Vehicle completes 230 mile self-navigated drive across the UK
Government-backed autonomous vehicles project has achieved its goal of sending a Nissan LEAF on a self-navigated ‘Grand Drive’.
The Grand Drive’s success highlights the UK as one of the best places in the world for the development and deployment of Connected and Autonomous Vehicle (CAV) technology.
The journey was completed at the end of November 2019, and there were 2 test engineers on board, constantly monitoring the vehicle’s actions to deliver a safe autonomous journey.
The project, which featured a range of partners led by Nissan UK, created 27 jobs over the course of the project and a further 20 have been added since as the partners continue to work together on commercialising the technology.

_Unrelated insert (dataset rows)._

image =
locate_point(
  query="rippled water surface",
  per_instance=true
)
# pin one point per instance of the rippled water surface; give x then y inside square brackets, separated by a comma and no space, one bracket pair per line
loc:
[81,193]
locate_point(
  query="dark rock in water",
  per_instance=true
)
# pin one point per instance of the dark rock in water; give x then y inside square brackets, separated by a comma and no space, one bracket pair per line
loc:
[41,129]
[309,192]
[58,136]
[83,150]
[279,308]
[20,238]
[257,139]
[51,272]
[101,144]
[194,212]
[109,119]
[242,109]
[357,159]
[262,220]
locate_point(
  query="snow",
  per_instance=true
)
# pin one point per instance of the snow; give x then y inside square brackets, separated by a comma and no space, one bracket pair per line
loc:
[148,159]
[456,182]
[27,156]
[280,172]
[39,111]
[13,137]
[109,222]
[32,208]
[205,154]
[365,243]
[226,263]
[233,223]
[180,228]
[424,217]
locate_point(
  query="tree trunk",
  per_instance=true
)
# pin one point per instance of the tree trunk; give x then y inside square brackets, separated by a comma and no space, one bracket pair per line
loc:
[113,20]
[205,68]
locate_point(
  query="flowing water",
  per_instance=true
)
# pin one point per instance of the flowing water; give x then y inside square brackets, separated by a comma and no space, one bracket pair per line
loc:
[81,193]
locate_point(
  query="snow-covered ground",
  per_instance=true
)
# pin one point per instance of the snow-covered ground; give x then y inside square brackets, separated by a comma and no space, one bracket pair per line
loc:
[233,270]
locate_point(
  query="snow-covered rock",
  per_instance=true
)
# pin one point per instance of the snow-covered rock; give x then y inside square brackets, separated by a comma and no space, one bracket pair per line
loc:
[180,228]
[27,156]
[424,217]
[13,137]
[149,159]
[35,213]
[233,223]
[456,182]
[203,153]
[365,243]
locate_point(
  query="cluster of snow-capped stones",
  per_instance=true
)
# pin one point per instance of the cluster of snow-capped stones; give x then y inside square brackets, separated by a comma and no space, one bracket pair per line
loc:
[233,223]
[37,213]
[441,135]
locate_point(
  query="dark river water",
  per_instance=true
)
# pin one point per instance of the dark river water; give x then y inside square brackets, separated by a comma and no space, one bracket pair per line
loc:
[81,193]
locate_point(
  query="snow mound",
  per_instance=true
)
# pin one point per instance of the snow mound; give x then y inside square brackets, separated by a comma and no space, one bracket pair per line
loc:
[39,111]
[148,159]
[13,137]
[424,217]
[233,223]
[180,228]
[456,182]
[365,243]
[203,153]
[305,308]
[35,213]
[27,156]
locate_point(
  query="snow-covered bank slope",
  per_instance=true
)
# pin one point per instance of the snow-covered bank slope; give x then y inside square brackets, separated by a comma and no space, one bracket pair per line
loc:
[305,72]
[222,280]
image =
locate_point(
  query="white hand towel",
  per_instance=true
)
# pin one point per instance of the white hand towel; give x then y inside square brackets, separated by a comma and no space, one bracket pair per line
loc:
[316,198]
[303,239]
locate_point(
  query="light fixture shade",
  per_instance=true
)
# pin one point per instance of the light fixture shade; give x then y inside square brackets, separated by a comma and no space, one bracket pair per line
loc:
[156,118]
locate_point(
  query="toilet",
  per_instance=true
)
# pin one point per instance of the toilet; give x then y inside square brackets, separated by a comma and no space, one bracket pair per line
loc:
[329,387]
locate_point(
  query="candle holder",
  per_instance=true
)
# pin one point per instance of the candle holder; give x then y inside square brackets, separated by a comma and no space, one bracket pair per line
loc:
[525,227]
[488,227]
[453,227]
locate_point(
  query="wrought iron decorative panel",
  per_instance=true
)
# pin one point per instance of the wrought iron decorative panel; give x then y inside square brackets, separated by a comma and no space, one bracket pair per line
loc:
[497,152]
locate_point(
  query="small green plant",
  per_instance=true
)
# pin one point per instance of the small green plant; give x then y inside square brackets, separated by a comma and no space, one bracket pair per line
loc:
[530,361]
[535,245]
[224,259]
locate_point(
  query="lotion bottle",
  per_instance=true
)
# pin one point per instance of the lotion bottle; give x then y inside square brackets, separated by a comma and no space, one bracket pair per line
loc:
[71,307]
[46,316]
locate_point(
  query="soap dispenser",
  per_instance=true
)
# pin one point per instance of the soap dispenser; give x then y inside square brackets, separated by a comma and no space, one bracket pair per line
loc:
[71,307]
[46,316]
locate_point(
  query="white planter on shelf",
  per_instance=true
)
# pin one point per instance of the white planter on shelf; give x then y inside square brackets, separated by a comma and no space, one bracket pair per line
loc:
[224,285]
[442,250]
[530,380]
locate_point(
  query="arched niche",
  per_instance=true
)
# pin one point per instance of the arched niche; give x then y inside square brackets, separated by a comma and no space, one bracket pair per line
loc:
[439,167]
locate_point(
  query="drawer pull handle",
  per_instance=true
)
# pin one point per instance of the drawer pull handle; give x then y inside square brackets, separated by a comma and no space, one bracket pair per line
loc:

Nissan UK has since established an autonomous driving test facility at its R&D facility in Cranfield, with additional work and investment from Nissan Japan. Hitachi Europe has also set up an AV research operation in the UK while HORIBA MIRA has continued to evolve its test facilities at Nuneaton in Warwickshire. Cranfield and Leeds universities have expanded their AV research capabilities too.
The project drew from the partners’ expertise in a range of R&D and testing disciplines to develop an advanced, autonomous vehicle control system that emulates the natural driving style of a human at the wheel. Using machine learning and artificial intelligence developed by Hitachi, and other technologies developed by Nissan, the objective was to create a comfortable and familiar experience for customers in a new, autonomous world.
As well as development of autonomous control systems, the project covered cyber security, human interaction and public acceptance, public road trials and demonstrations in a variety of settings, including country roads, high-speed roundabouts, A-roads and motorways in live traffic.
The 100% electric Nissan LEAFs used as the test vehicles featured GPS, radar, LIDAR (laser scanners) and camera technologies to build a perception of the world around it. The system then made decisions about how to navigate roads and obstacles encountered on a journey, directing the car to change lanes, merge with traffic and stop and start when necessary at roundabouts and traffic signals.